Mark la afferrò per il bavero del giubbotto con la mano libera. “Senti, ragazzina, non abbiamo voglia di scherzare. Credi davvero che avremmo venduto la nostra roba alla prima arrivata? Non pensare che non abbiamo notato quanto sia strana la vostra barca. Quello non è un peschereccio! Che cazzo ci siete venute a fare, tu e le tue amiche, nelle Isole Aleutine dalla California? Siete tre poliziotte, non è vero?”.
“E se anche fosse?”, chiese la riccia, il fiato corto per la costrizione al collo e la faccia paonazza per la rabbia.
“Allora vi pentirete amaramente di essere venute a romperci le palle!”, sibilò il capitano Hendricks, alzandosi in piedi. Stava per mollarle un ceffone in piena faccia quando la porta della stanzetta si spalancò, e Mary e Michelle – che avevano sentito tutta la conversazione e si erano avvicinate di soppiatto – fecero irruzione nella stanza. Approfittando dell’effetto sorpresa, la prima diede un calcio nello stomaco a Jamie Stone, mandandolo a ruzzolare in un angolo. Helen si liberò agilmente dalla stretta di Mark Smith, facendolo poi volare all’indietro oltre la sua schiena. Michelle si avventò sul capitano, parando lo schiaffo diretto alla sua amica con l’avambraccio sinistro e colpendolo al naso con la mano destra aperta. Il setto nasale dell’uomo si ruppe con uno schiocco secco, mentre il sangue prendeva a zampillare copioso. Con un ruggito di dolore l’uomo se lo strinse, e Michelle ne approfittò per colpirlo con un calcio al basso ventre che lo mandò al tappeto.
Mary e Helen finirono i loro avversari, poi scambiarono un gesto di esultanza con la loro amica. “Ce l’abbiamo fatta, ragazze!”, esclamò Michelle. “K.I.T.T., chiama la polizia. Abbiamo un bel po’ di spazzatura da rimuovere, qui!”.


Spazio autrice: Da questo capitolo in poi, la storia è stata scritta in tempi recenti, quindi è probabile che ci sia un cambiamento di stile.
La scena finale dello scontro è stata volutamente descritta in maniera blanda e sbrigativa, innanzi tutto perché la storia vuole comunque essere una lettura piuttosto “leggera”, e in secondo luogo perché anche in “Supercar”, Michael di solito fa molto presto a sbarazzarsi dei suoi avversari.

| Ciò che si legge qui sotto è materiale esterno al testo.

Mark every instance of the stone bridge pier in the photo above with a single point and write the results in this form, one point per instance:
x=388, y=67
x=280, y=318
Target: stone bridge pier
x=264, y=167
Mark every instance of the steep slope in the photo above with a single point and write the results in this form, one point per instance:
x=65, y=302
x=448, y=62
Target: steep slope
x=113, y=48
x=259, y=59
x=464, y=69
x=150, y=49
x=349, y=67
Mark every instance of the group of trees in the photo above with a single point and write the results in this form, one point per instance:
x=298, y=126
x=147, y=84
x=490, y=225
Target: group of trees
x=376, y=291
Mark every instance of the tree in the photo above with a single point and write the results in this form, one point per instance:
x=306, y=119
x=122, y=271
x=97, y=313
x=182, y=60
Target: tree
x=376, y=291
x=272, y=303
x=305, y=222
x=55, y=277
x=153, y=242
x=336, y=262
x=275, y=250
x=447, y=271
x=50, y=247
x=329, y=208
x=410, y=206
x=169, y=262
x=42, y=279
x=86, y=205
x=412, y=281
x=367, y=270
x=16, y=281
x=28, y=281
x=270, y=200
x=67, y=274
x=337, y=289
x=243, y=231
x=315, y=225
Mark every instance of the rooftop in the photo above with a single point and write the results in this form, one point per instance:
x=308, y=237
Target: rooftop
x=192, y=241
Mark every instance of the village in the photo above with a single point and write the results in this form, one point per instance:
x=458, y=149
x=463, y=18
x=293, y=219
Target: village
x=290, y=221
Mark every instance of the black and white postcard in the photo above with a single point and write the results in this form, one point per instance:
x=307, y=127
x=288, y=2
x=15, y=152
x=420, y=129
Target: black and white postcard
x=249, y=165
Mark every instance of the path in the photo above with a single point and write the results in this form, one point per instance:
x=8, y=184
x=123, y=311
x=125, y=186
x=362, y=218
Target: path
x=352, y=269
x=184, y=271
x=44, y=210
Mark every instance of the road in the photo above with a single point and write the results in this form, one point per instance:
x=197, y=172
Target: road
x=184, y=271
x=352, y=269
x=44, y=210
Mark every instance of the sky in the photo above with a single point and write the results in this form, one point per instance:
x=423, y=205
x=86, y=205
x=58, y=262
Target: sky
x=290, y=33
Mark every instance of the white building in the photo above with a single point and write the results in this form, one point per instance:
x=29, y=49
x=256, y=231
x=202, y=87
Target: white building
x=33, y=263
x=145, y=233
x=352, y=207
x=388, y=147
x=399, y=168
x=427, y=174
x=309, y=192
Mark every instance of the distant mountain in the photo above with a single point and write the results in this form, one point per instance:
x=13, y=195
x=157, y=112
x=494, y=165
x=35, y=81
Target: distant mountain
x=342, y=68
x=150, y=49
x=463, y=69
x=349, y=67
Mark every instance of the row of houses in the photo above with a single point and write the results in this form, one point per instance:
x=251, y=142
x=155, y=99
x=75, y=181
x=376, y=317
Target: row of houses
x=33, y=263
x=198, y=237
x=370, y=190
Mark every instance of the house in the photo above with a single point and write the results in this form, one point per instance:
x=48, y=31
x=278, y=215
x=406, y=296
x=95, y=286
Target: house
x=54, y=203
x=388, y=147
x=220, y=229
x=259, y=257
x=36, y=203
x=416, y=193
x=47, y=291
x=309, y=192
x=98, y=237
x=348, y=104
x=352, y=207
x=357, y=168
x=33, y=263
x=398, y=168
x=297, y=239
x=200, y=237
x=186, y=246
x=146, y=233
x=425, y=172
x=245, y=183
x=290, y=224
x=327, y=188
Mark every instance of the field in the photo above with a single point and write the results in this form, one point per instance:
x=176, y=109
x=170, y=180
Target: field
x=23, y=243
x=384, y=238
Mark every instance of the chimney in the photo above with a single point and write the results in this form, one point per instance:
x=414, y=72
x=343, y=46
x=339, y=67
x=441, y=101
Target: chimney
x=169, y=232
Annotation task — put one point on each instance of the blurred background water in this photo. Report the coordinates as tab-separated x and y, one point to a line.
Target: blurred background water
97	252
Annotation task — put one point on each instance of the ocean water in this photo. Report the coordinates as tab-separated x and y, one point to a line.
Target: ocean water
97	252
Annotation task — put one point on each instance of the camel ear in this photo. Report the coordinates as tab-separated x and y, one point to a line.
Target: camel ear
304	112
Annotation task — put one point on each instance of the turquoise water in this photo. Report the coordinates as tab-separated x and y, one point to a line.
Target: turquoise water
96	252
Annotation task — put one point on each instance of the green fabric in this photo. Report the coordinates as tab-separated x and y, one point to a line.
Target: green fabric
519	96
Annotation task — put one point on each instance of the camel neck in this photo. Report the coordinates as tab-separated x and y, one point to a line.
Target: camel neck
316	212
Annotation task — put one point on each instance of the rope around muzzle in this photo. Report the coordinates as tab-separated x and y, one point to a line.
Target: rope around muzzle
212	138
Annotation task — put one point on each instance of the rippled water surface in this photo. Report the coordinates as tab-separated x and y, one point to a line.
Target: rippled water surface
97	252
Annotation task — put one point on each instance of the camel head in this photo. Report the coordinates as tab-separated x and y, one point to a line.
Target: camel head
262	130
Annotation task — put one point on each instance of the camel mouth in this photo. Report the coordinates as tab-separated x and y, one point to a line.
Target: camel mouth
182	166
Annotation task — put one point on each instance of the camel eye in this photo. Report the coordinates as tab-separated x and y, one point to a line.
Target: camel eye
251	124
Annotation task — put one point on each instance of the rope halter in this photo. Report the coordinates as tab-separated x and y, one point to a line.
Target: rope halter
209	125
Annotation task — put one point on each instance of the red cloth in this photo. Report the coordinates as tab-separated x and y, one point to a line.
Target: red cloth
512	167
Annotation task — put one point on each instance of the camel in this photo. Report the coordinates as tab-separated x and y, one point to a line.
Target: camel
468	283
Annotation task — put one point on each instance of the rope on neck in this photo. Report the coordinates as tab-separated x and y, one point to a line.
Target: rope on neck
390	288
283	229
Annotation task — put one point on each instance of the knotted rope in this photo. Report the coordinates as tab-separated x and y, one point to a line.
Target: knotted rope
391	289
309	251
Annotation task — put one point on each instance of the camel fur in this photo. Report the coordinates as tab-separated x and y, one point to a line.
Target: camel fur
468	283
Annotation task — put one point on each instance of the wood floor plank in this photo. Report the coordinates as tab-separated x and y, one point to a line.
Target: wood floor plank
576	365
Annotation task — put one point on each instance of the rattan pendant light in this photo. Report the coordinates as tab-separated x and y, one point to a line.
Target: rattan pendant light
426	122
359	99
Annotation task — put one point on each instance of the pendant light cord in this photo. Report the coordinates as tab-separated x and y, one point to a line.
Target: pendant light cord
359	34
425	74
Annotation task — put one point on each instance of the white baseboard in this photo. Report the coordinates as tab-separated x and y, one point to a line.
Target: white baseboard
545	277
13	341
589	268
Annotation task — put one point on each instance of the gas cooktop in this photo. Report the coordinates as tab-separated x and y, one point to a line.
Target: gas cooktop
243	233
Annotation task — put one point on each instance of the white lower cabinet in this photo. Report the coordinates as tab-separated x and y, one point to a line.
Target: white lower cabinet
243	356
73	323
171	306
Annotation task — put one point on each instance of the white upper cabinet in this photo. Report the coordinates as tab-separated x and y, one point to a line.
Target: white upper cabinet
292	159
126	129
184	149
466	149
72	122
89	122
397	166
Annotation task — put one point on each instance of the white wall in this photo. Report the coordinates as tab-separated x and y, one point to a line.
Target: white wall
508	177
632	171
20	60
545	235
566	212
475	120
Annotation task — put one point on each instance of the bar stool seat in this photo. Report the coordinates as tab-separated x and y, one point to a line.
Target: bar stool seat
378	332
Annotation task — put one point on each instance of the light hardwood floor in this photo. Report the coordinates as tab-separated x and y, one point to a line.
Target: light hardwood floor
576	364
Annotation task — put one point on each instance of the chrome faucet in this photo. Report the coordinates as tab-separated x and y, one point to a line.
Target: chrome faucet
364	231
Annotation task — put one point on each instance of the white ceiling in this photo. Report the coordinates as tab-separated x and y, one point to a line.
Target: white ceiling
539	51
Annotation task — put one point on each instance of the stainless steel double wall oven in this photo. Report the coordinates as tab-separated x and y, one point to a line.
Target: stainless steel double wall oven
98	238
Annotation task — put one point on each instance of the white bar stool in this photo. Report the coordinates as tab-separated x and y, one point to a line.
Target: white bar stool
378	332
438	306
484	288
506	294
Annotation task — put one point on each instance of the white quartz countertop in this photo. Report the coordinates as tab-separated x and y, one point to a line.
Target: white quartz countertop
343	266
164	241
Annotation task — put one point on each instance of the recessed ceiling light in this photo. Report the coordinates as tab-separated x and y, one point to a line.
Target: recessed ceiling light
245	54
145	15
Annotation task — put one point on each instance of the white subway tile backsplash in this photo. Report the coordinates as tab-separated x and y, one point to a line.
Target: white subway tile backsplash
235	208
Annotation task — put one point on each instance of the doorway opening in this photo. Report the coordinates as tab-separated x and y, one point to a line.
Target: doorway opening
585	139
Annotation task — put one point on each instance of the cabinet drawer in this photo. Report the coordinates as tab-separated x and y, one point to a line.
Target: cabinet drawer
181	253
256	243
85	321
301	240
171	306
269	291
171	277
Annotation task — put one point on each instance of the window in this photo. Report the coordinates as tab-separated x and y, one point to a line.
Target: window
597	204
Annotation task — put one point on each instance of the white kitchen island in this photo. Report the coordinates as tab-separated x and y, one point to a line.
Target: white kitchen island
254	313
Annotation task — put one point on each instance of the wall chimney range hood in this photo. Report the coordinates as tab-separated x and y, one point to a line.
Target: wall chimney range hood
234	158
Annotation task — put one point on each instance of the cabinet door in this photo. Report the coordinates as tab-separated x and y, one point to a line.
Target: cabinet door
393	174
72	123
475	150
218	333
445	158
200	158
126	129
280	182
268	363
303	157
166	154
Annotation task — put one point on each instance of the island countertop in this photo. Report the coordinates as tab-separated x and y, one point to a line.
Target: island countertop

I due marinai dell’Incentive – Mark Smith e Jamie Stone – sono personaggi di mia invenzione. Il capitano Hendricks, invece, è apparso in una o due delle prime stagioni di “Deadliest Catch”.
Ovviamente, anche se non l’ho ancora mai specificato prima, con questo mio scritto non intendo dare rappresentazione veritiera del carattere di queste persone, né offenderle in alcun modo.